A norovirus outbreak linked to oysters sickened at least 80 people who attended an event celebrating The Los Angeles Times’s annual list of the 101 best restaurants in the city, local health officials said this week.
Hundreds of guests attended the 101 Best Restaurants event at the Hollywood Palladium on the evening of Dec. 3, where some of Southern California’s most acclaimed restaurants and bars served food and drinks from the city’s diverse culinary scene.
The Times used the event to unveil its annual guide to the 101 Best Restaurants, which it first published in 2013, when the list was chosen by the newspaper’s Pulitzer Prize-winning restaurant critic Jonathan Gold, who died in 2018.

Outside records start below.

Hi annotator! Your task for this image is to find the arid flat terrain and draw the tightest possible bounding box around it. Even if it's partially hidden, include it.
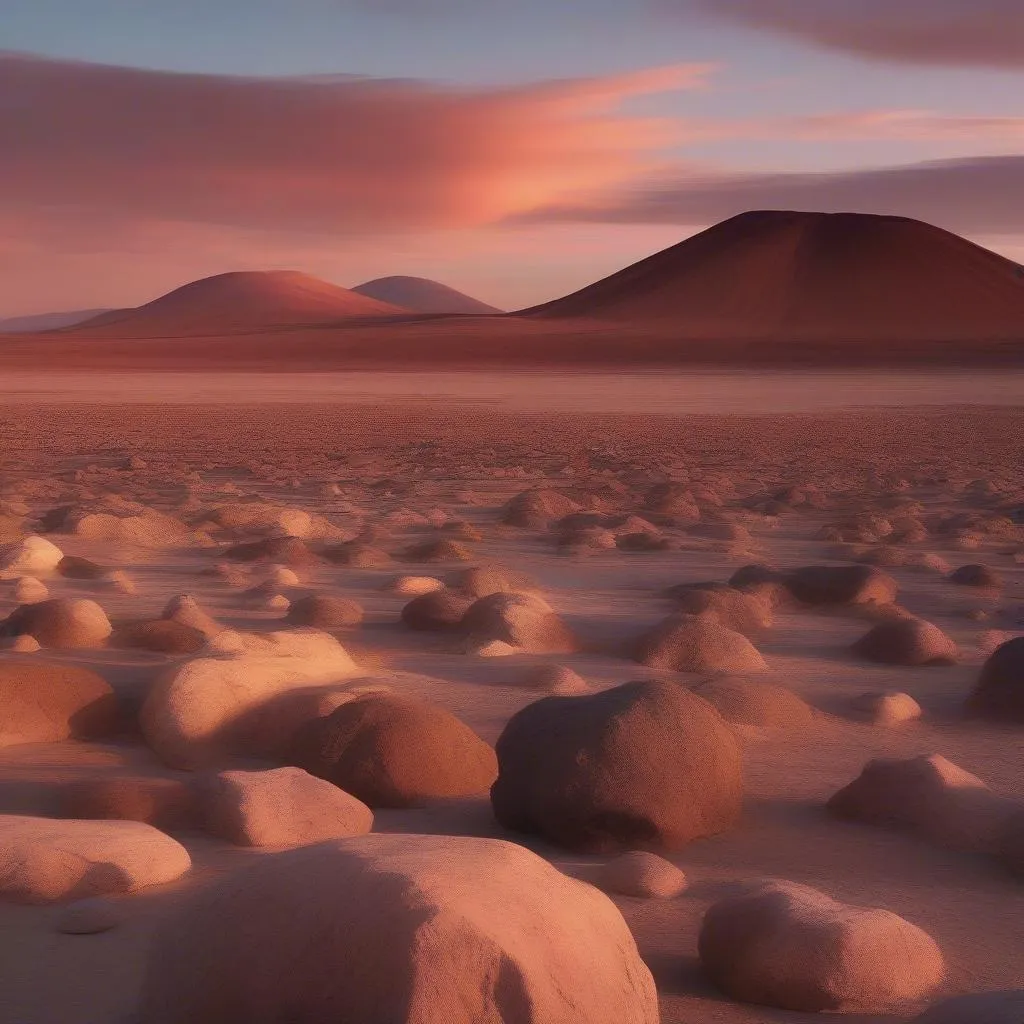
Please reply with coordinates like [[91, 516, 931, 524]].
[[0, 401, 1024, 1024]]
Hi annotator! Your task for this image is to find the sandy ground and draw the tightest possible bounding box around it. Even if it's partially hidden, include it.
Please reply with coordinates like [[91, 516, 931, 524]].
[[0, 404, 1024, 1024]]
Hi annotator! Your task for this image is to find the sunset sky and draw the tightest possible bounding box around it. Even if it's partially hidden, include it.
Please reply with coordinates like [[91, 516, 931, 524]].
[[0, 0, 1024, 316]]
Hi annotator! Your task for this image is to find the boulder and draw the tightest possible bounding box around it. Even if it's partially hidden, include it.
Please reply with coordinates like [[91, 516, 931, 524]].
[[324, 541, 393, 569], [852, 618, 959, 666], [633, 613, 768, 673], [0, 597, 113, 650], [111, 618, 207, 654], [0, 814, 191, 903], [490, 682, 742, 853], [785, 565, 899, 607], [389, 577, 444, 597], [285, 594, 362, 630], [850, 690, 922, 727], [0, 536, 63, 580], [595, 850, 686, 899], [162, 594, 224, 638], [692, 676, 817, 729], [697, 881, 945, 1014], [460, 594, 579, 654], [289, 693, 498, 808], [56, 896, 125, 935], [523, 665, 590, 696], [198, 768, 374, 849], [401, 589, 473, 633], [222, 537, 315, 565], [949, 565, 1002, 590], [57, 775, 198, 831], [400, 538, 473, 562], [913, 989, 1024, 1024], [137, 835, 659, 1024], [0, 633, 43, 654], [139, 630, 359, 769], [14, 577, 50, 604], [449, 565, 536, 598], [669, 583, 772, 636], [827, 754, 1016, 852], [56, 555, 108, 580], [502, 487, 580, 529], [967, 637, 1024, 723], [0, 657, 121, 748]]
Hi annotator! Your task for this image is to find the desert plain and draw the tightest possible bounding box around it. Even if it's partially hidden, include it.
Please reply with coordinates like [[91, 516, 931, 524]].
[[0, 387, 1024, 1024]]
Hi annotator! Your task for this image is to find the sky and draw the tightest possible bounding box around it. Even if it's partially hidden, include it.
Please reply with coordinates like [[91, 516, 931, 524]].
[[0, 0, 1024, 317]]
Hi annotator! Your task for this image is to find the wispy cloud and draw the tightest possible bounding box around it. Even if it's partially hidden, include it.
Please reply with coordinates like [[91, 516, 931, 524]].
[[0, 54, 711, 233], [521, 156, 1024, 236], [692, 0, 1024, 70]]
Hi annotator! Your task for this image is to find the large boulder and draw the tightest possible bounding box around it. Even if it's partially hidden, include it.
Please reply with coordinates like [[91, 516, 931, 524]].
[[669, 583, 772, 636], [323, 541, 393, 569], [0, 536, 63, 580], [697, 881, 945, 1014], [401, 588, 473, 633], [58, 775, 198, 831], [0, 657, 121, 748], [502, 487, 580, 528], [162, 594, 224, 638], [197, 768, 374, 849], [0, 597, 113, 650], [285, 594, 362, 630], [693, 676, 817, 729], [111, 618, 207, 654], [399, 538, 473, 562], [60, 506, 195, 549], [949, 565, 1002, 590], [490, 682, 742, 852], [139, 630, 359, 769], [137, 836, 659, 1024], [913, 989, 1024, 1024], [449, 565, 536, 599], [56, 555, 110, 580], [633, 613, 768, 673], [0, 814, 191, 903], [289, 693, 498, 808], [967, 637, 1024, 723], [785, 565, 899, 607], [222, 537, 315, 565], [827, 754, 1017, 851], [595, 850, 687, 899], [460, 594, 580, 654], [853, 618, 959, 666]]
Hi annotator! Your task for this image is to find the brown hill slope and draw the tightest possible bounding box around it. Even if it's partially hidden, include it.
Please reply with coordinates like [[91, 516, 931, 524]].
[[352, 276, 501, 315], [520, 211, 1024, 340], [70, 270, 408, 338]]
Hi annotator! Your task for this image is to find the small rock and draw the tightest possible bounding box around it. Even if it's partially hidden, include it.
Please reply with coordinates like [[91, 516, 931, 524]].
[[596, 850, 687, 899], [56, 896, 125, 935], [14, 577, 50, 604]]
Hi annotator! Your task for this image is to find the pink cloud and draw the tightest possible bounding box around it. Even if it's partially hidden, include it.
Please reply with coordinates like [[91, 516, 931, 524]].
[[0, 54, 710, 232], [516, 156, 1024, 236], [696, 0, 1024, 69]]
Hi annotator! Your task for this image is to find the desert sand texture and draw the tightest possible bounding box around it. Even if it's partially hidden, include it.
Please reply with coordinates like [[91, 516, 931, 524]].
[[0, 400, 1024, 1024]]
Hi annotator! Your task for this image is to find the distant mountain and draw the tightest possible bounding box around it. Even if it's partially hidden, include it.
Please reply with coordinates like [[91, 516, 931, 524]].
[[352, 278, 502, 315], [520, 211, 1024, 341], [0, 309, 110, 334], [70, 270, 406, 338]]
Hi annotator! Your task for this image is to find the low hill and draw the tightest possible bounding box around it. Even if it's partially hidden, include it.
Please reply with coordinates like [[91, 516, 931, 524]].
[[352, 278, 502, 315], [0, 309, 111, 334], [69, 270, 406, 338], [520, 211, 1024, 341]]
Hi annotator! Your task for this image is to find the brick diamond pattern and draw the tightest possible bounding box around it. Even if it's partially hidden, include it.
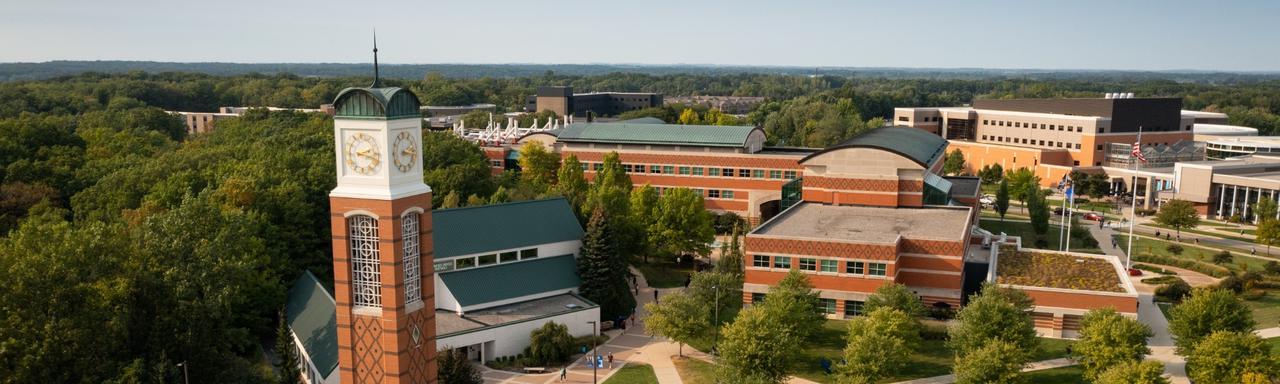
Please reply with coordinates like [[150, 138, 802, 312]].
[[746, 237, 897, 260], [351, 316, 384, 383]]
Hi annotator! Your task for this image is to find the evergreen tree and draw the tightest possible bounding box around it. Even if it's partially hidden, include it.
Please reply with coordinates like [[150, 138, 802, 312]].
[[436, 346, 484, 384], [275, 310, 302, 384], [577, 209, 636, 320]]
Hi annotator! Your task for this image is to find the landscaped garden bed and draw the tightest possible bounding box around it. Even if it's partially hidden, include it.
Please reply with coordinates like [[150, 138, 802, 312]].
[[996, 246, 1125, 292]]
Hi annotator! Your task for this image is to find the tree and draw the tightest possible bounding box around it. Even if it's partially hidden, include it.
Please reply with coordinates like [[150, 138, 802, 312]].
[[1169, 288, 1256, 356], [1156, 198, 1199, 236], [942, 148, 964, 175], [1005, 168, 1039, 212], [436, 346, 484, 384], [577, 209, 636, 320], [952, 284, 1039, 357], [1254, 218, 1280, 255], [1073, 308, 1153, 380], [649, 188, 716, 255], [556, 155, 589, 216], [520, 141, 560, 191], [952, 339, 1028, 384], [1187, 330, 1280, 383], [644, 292, 712, 356], [1093, 360, 1169, 384], [995, 180, 1009, 223], [527, 321, 573, 365], [863, 283, 929, 317], [440, 191, 462, 209], [275, 310, 302, 384]]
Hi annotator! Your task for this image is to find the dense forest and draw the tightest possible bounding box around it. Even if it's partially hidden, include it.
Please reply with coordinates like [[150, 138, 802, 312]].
[[0, 70, 1280, 383]]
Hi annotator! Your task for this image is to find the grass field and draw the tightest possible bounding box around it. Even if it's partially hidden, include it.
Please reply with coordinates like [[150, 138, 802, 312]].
[[671, 357, 716, 384], [790, 320, 1073, 383], [604, 364, 658, 384], [1023, 365, 1089, 384], [978, 219, 1102, 253]]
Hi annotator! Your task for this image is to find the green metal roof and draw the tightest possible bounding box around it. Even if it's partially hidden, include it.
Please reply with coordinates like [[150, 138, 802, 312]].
[[284, 271, 338, 378], [800, 127, 947, 169], [431, 197, 582, 260], [559, 123, 758, 147], [333, 87, 422, 119], [439, 255, 579, 307]]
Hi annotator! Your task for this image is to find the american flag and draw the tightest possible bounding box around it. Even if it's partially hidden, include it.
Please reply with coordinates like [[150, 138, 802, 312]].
[[1129, 141, 1147, 163]]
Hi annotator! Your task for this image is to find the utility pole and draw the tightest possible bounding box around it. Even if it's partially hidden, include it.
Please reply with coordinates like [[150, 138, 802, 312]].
[[586, 321, 600, 384]]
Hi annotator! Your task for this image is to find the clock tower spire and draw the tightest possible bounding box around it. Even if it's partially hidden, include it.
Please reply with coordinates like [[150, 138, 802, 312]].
[[329, 42, 436, 384]]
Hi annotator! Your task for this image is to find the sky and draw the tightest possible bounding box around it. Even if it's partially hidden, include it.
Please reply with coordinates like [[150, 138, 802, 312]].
[[0, 0, 1280, 72]]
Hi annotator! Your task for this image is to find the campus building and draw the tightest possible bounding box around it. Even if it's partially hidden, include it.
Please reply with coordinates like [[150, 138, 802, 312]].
[[525, 87, 662, 118], [742, 128, 1137, 337]]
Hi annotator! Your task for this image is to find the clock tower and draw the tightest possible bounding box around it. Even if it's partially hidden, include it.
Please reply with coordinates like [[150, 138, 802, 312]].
[[329, 45, 436, 384]]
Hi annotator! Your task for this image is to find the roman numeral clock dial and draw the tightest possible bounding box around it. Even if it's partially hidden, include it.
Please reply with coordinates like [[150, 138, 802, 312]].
[[346, 133, 383, 175]]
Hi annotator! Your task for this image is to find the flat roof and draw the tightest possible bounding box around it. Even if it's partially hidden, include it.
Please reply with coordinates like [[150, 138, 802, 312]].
[[751, 202, 970, 243], [435, 293, 596, 338]]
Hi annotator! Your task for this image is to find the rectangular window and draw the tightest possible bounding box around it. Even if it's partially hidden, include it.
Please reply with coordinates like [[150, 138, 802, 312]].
[[845, 261, 865, 275], [820, 260, 840, 273], [520, 248, 538, 260], [751, 255, 769, 268], [867, 262, 888, 276], [845, 300, 863, 316], [773, 256, 791, 269], [800, 257, 818, 270], [818, 298, 836, 315]]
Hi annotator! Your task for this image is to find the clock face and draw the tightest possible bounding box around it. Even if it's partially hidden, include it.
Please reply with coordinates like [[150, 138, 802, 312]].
[[392, 132, 417, 172], [347, 133, 383, 175]]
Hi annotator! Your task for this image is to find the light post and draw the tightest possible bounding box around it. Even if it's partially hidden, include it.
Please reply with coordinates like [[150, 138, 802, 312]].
[[178, 361, 191, 384], [586, 321, 600, 383]]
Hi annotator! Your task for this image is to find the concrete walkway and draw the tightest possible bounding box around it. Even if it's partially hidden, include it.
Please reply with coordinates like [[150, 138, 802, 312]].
[[480, 269, 708, 384], [1089, 225, 1190, 384]]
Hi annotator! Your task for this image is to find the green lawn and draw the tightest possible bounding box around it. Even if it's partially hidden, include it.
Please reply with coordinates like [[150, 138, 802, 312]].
[[604, 364, 658, 384], [978, 219, 1102, 253], [635, 262, 694, 288], [671, 357, 716, 384], [1023, 365, 1089, 384], [790, 320, 1073, 383]]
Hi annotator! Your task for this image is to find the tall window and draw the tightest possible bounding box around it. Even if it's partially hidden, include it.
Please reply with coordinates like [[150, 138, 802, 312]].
[[401, 212, 422, 303], [347, 215, 383, 308]]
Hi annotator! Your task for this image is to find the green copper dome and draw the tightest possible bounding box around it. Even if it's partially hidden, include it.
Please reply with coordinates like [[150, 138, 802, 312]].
[[333, 87, 422, 120]]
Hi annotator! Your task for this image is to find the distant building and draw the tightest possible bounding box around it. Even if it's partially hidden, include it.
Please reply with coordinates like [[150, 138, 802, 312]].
[[663, 96, 764, 115], [525, 87, 662, 118]]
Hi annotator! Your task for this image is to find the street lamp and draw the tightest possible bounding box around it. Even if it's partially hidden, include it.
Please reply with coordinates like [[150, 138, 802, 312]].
[[586, 321, 600, 383], [178, 361, 191, 384]]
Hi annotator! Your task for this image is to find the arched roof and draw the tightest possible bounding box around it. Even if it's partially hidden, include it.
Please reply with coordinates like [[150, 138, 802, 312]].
[[333, 87, 422, 119], [800, 127, 947, 168]]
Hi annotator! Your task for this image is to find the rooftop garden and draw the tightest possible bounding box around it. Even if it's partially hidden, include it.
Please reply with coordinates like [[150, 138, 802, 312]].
[[996, 246, 1125, 292]]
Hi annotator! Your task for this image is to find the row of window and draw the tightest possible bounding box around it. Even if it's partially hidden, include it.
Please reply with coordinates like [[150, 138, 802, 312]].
[[982, 134, 1080, 150], [982, 120, 1085, 133], [751, 255, 888, 276], [582, 163, 797, 180], [751, 292, 863, 316]]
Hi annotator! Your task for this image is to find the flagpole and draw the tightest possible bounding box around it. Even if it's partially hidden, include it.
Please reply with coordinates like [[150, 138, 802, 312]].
[[1124, 125, 1142, 273]]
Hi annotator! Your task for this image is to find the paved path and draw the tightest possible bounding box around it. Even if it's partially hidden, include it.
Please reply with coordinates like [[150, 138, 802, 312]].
[[480, 269, 707, 384], [1089, 225, 1190, 384]]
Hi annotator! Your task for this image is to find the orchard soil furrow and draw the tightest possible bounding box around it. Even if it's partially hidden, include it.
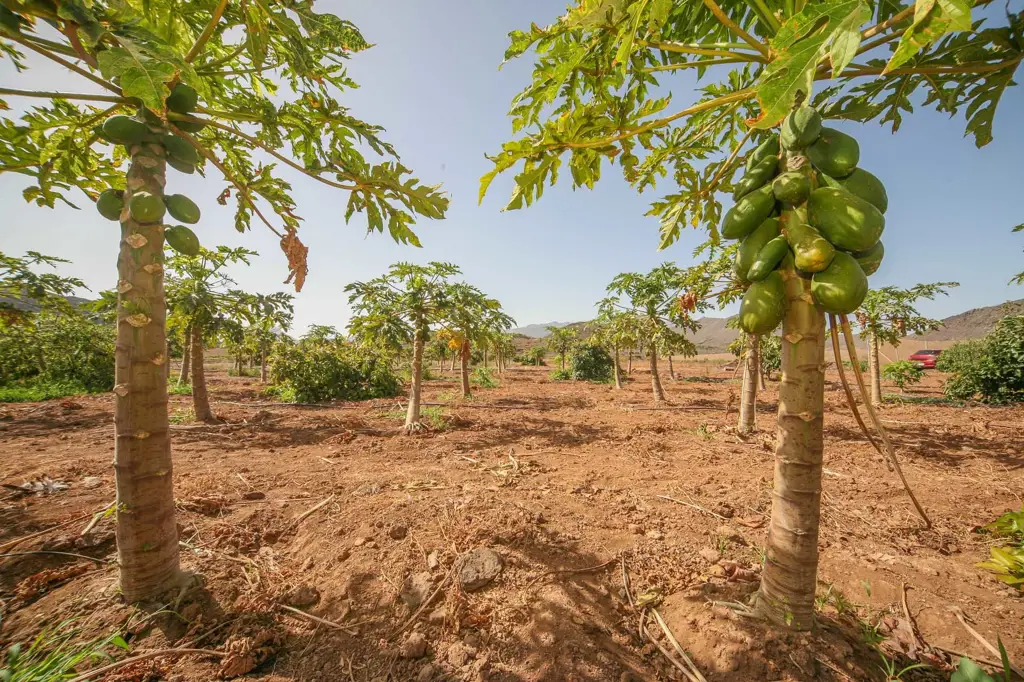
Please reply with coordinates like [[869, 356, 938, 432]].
[[0, 359, 1024, 682]]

In a statement on Thursday, the Los Angeles County Department of Public Health said that it was “investigating a norovirus outbreak associated with oysters that were served at an event on Dec. 3, 2024.”
“At this time, over 80 attendees that consumed the oysters have reported illness, a majority with gastrointestinal symptoms that include diarrhea, nausea, abdominal pain and vomiting,” the department said. It said that some people had been hospitalized but did not say how many.
Mark Kapczynski, 54, who lives in Sherman Oaks, Calif., and runs a business consulting firm, said he attended the event with his wife after buying two V.I.P. tickets for close to $350 each. General tickets cost $159.